Tuesday, October 30, 2007

Kim Bobo on Alan Wolfe

The October 21st New York Times Book Review carried an essay by Alan Wolfe titled "Mobilizing the Religious Left." It's a review of Christianity and the Social Crisis in the 21st Century: The Classic That Woke Up the Church, a new volume celebrating and reflecting on Walter Rauschenbusch's Christianity and the Social Crisis (1907), a book that inspired the likes of Martin Luther King Jr., Mahatma Gandhi, and Bishop Desmond Tutu.

IWJ Executive Director Kim Bobo wrote the following response to Wolfe's essay and sent it as a letter to the editor of the New York Times, which hasn't published it (but now we have).

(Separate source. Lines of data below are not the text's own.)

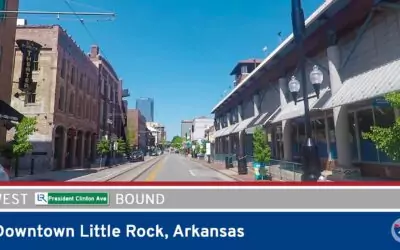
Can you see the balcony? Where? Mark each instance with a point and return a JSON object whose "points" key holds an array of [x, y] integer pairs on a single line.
{"points": [[125, 93]]}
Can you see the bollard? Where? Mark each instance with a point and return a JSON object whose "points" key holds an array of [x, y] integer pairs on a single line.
{"points": [[242, 166]]}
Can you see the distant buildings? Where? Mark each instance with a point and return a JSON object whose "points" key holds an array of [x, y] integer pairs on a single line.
{"points": [[136, 129], [7, 41], [186, 128], [146, 107], [199, 126], [158, 131]]}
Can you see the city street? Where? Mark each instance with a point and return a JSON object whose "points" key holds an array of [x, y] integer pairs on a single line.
{"points": [[175, 167]]}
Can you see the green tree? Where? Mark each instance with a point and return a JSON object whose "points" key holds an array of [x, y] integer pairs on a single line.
{"points": [[103, 148], [387, 139], [262, 151], [177, 142], [20, 145]]}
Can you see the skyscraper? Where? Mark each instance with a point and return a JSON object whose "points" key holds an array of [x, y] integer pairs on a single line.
{"points": [[146, 107]]}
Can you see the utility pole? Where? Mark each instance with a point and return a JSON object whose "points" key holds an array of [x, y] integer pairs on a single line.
{"points": [[58, 13]]}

In his essay "Mobilizing the Religious Left," Alan Wolfe ignores the breadth of religious activism fighting poverty and economic disparity by offering unsubstantiated claims of what issues people care about and broad critiques of the theologian Walter Rauschenbusch. Wolfe boldly and wrongly claims, "In a democracy, the people choose the questions they want to discuss, and in our time more of them want the religious spirit to concern itself with abortion and homosexuality rather than race relations or a just wage." He's flat out wrong.

An October 2005 Pew Research Center survey found that almost half (48 percent) of Americans believe that American society is divided between the "haves" and the "have-nots." In another Pew survey in July 2006, asking about what social issues churchgoers hear about from the pulpit, by far the top issue was hunger and poverty. A whopping 92 percent of churchgoers have heard their pastors speak out against hunger and poverty from the pulpit. Over 80 percent of Americans, including all major Christian, Jewish and Muslim organizations, supported an increase in the minimum wage. These same religious bodies at the local level have led the 100 plus local living wage campaigns and are leading local efforts to challenge janitorial firms, laundry firms, poultry plants, waste companies and dozens of other industry leaders to pay living wages and family benefits.

As important as Rauschenbusch is to social thought, I daresay that few religious leaders are engaged in just wage issues either because of what he said or didn't say. People of faith are engaged in challenging economic injustice because all our faith traditions' sacred texts condemn greed and advocate just treatment of workers. The teachings, combined with their own faith journeys of seeing poverty in their congregations, propel their actions.